Translator: Dewi Elvia Muthiariny  
 Editor: Markus Wisnu Murti 
18 February 2019 21:31 WIB
TEMPO.COJakarta - The regional secretary of Papua, Hery Dosinaen, was named suspect in an alleged assault against investigators of the Corruption Eradication Commission (KPK) in Borobudur Hotel, Central Jakarta, on late Saturday, February 2.
“From today's investigation, we have raised the status of the Papua regional secretary from witness to suspect,” said Jakarta Police spokesperson Sr. Comr. Argo Yuwono in his office on Monday. 

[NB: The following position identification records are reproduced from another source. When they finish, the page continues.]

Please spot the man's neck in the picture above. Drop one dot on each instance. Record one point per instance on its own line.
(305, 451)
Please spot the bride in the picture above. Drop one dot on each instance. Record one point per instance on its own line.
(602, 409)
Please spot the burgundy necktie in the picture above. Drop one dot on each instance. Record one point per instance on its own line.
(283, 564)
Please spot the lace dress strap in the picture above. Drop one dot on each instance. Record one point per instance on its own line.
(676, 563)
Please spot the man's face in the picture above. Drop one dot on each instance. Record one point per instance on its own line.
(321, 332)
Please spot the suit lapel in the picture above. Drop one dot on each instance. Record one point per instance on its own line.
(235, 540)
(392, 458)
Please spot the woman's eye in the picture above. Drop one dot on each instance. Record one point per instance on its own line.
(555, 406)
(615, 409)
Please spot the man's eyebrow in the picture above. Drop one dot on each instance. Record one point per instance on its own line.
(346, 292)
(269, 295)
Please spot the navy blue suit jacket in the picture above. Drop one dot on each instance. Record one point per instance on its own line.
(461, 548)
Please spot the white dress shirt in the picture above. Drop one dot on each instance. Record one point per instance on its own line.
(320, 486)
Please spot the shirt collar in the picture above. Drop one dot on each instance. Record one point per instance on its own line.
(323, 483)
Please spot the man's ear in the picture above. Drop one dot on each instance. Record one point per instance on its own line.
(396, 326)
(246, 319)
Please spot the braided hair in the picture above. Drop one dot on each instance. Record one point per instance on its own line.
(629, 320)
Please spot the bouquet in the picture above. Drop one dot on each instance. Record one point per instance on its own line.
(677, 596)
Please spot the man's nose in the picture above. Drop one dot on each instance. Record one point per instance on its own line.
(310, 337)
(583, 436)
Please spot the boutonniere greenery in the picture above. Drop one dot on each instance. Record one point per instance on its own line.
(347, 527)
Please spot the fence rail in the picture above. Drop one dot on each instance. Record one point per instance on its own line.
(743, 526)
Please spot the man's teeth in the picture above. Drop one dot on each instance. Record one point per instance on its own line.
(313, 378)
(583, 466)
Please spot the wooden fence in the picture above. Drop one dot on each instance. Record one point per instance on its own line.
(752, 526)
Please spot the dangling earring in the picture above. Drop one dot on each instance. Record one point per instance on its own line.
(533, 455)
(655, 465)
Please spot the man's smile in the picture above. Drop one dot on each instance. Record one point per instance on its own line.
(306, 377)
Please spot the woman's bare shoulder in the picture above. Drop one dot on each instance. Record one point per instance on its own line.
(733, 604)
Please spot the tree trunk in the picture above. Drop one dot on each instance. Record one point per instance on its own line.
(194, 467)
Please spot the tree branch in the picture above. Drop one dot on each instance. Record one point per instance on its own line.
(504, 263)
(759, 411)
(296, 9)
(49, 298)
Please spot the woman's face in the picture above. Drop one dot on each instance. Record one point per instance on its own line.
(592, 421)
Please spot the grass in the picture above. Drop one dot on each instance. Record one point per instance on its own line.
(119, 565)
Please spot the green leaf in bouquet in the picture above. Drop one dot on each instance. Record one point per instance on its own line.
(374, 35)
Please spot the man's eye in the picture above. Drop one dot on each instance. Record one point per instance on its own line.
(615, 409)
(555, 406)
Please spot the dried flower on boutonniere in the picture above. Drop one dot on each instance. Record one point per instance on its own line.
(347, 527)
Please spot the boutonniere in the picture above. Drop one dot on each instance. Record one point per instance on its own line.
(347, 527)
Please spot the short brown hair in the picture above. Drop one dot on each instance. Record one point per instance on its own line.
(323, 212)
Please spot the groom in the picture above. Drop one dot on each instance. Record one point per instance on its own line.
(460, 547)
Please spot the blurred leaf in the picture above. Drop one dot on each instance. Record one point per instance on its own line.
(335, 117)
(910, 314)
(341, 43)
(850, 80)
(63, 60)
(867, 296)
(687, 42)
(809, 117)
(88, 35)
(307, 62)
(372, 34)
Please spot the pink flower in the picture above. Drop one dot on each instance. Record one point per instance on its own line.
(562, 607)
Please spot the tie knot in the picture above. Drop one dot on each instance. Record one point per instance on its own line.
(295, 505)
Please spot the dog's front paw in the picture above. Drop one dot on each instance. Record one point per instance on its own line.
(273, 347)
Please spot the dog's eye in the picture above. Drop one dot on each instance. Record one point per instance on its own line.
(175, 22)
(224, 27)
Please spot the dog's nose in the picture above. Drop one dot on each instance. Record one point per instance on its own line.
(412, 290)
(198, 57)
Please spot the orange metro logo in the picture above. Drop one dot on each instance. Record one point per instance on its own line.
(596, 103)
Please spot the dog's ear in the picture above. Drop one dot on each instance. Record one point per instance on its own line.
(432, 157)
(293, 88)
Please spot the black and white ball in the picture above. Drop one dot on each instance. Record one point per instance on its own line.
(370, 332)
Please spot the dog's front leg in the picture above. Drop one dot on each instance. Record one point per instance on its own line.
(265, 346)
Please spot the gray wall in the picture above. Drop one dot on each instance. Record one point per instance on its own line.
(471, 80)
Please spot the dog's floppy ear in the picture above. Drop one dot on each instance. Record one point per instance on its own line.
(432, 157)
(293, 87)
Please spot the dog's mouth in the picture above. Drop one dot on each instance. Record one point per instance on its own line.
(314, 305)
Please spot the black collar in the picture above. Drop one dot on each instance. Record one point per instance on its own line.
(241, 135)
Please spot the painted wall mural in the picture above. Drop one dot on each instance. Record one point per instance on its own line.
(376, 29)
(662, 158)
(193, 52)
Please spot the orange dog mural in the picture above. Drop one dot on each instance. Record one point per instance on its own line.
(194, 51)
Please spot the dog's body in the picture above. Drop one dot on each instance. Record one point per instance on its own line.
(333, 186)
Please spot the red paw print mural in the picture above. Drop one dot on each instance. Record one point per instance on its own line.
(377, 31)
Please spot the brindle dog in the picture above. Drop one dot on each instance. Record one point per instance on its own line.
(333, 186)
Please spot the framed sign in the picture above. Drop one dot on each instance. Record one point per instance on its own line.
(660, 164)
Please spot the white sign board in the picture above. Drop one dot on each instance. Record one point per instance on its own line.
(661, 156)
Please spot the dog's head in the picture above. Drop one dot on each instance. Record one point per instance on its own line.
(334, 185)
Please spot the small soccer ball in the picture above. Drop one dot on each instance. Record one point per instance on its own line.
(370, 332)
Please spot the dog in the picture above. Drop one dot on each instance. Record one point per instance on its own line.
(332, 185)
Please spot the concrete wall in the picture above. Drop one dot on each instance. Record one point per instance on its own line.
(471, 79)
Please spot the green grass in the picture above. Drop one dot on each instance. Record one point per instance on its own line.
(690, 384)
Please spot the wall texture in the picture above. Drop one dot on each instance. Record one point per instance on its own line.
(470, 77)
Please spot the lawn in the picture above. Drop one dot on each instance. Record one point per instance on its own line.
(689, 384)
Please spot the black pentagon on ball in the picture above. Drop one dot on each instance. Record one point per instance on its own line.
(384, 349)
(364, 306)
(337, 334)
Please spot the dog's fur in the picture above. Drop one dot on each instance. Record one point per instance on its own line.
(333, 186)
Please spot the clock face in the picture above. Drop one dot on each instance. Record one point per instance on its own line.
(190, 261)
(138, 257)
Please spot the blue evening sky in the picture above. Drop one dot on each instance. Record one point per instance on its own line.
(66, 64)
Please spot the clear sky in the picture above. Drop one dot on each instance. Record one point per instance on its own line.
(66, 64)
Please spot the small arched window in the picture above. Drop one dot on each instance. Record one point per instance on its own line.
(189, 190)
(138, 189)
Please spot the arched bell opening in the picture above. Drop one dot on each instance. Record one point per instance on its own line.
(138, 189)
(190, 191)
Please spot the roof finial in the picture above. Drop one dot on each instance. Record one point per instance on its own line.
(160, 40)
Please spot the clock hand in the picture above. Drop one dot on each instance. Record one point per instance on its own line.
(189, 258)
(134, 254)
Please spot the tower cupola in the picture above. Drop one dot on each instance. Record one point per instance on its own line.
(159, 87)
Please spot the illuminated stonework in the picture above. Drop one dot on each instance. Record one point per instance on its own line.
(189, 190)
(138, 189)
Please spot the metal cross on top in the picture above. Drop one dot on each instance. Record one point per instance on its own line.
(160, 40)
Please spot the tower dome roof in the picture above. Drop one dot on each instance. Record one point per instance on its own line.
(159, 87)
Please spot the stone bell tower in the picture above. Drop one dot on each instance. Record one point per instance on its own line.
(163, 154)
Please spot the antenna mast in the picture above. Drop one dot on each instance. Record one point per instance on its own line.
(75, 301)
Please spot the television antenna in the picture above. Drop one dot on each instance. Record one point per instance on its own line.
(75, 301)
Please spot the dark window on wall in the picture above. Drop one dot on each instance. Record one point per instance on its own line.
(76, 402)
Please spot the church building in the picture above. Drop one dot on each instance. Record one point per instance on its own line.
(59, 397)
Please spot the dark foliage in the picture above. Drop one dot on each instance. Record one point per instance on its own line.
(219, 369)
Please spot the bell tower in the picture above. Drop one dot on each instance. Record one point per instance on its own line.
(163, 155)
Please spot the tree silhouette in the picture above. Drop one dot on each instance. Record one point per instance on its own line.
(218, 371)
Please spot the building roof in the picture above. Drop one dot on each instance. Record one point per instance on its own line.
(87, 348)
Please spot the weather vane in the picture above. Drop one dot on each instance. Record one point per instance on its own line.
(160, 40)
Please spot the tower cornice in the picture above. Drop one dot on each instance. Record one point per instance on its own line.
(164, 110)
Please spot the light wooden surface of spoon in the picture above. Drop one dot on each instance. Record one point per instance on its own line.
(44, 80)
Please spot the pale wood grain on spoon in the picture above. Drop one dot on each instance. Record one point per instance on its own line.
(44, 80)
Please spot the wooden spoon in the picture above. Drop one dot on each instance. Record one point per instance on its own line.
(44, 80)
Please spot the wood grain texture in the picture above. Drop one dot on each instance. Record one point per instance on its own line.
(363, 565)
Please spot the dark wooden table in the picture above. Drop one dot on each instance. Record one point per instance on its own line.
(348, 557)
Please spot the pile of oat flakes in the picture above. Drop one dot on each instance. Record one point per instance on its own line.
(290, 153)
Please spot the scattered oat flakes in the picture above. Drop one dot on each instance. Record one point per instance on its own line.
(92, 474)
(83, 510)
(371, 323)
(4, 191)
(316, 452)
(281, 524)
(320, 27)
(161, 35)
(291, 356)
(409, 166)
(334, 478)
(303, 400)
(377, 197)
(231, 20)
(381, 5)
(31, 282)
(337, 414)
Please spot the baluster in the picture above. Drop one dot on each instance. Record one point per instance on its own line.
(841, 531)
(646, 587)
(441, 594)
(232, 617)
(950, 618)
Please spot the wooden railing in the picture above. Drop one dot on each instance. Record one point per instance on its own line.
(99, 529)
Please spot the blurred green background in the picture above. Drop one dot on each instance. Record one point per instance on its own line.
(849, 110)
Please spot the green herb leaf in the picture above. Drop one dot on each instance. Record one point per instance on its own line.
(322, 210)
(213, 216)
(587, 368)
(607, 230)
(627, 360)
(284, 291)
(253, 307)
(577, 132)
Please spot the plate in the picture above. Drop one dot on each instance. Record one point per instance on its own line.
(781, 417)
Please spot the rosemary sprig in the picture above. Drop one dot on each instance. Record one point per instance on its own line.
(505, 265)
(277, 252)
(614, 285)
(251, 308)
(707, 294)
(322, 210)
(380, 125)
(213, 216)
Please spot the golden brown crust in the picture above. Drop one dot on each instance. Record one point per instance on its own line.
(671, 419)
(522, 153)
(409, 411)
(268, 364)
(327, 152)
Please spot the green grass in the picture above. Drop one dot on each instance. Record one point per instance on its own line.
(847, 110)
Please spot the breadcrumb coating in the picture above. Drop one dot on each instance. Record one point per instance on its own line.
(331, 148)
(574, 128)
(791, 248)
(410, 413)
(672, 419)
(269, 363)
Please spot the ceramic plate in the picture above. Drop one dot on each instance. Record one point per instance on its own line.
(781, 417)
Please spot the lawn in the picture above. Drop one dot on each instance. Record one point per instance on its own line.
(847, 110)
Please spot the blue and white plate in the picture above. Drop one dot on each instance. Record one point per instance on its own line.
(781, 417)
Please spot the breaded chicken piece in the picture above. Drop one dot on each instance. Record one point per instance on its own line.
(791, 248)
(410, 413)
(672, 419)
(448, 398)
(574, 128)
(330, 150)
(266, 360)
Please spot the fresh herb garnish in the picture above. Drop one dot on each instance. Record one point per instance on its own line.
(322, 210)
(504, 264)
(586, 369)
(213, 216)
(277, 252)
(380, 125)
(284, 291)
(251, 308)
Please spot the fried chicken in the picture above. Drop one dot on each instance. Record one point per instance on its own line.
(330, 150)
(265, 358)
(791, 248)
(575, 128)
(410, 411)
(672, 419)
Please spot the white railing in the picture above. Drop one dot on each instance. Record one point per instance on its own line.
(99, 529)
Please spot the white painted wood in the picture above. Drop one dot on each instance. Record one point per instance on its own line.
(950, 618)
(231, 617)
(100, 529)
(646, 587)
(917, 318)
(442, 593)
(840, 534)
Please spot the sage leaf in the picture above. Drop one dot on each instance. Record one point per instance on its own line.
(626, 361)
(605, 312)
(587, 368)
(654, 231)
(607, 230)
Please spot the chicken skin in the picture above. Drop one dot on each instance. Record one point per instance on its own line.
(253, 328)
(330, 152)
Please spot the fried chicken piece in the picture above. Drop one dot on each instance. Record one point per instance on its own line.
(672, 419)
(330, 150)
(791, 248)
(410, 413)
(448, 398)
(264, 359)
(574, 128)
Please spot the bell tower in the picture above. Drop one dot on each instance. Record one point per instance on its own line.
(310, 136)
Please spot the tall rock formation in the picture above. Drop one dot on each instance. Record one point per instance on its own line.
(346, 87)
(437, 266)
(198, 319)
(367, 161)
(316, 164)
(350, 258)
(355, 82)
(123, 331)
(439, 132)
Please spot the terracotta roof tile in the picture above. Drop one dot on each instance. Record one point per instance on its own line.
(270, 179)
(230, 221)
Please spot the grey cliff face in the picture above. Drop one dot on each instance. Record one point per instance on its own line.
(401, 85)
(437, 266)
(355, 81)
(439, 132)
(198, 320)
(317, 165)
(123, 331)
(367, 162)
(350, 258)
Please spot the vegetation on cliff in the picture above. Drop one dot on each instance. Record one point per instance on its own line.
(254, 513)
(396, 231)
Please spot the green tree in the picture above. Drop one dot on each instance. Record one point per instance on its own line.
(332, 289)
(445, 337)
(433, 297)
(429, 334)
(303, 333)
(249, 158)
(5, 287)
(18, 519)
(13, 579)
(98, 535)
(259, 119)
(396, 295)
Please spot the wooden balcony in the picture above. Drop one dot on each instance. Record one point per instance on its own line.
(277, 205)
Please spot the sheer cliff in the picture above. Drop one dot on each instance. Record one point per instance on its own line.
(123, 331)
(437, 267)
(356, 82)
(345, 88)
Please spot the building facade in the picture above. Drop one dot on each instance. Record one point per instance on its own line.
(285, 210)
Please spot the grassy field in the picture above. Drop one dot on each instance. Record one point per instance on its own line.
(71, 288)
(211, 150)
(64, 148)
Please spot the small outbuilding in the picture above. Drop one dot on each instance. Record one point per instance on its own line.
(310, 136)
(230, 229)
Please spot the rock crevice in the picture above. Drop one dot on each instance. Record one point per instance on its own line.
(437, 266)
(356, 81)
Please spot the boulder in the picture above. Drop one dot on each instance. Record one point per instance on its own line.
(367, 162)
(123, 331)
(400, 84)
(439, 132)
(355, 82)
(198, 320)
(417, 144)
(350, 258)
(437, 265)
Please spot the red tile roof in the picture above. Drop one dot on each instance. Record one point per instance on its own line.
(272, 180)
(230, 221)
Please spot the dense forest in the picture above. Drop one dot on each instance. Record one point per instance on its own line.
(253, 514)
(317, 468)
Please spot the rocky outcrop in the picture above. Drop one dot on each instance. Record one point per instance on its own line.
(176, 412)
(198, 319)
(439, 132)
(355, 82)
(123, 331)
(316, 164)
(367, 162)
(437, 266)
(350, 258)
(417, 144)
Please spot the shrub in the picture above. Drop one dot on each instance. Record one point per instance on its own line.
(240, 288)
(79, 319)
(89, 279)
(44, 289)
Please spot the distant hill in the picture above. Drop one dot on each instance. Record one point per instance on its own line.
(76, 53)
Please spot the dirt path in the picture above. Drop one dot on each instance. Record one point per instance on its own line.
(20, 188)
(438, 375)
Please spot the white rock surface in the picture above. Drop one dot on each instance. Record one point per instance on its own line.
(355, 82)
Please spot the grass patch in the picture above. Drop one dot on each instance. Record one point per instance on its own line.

According to Argo, the decision was based on witnesses' testimonies and pieces of evidence as well as other indications collected by the police. However, Argo stopped short of detailing Hery’s role in the incident. “The examination is still underway, so [the role will be revealed] later,” he added. 
Hery was grilled at the Jakarta Police’s General Crime Directorate. He arrived at 12:30 p.m. with his lawyer. 
According to Argo, Hery was suspected of violating Article 351 of the Criminal Code (KUHP) on persecution and faced a possible sentence of five years behind bars at maximum. Argo, however, could not confirm yet on the suspect's detention. “That depends on the investigators,” he noted. 
Earlier, KPK spokesman Febri Diansyah said that two KPK investigators were assaulted while stationed at Borobudur Hotel on February 2. The two personnel were tasked to investigate a public report on alleged corruption committed by officials of the Papua administration.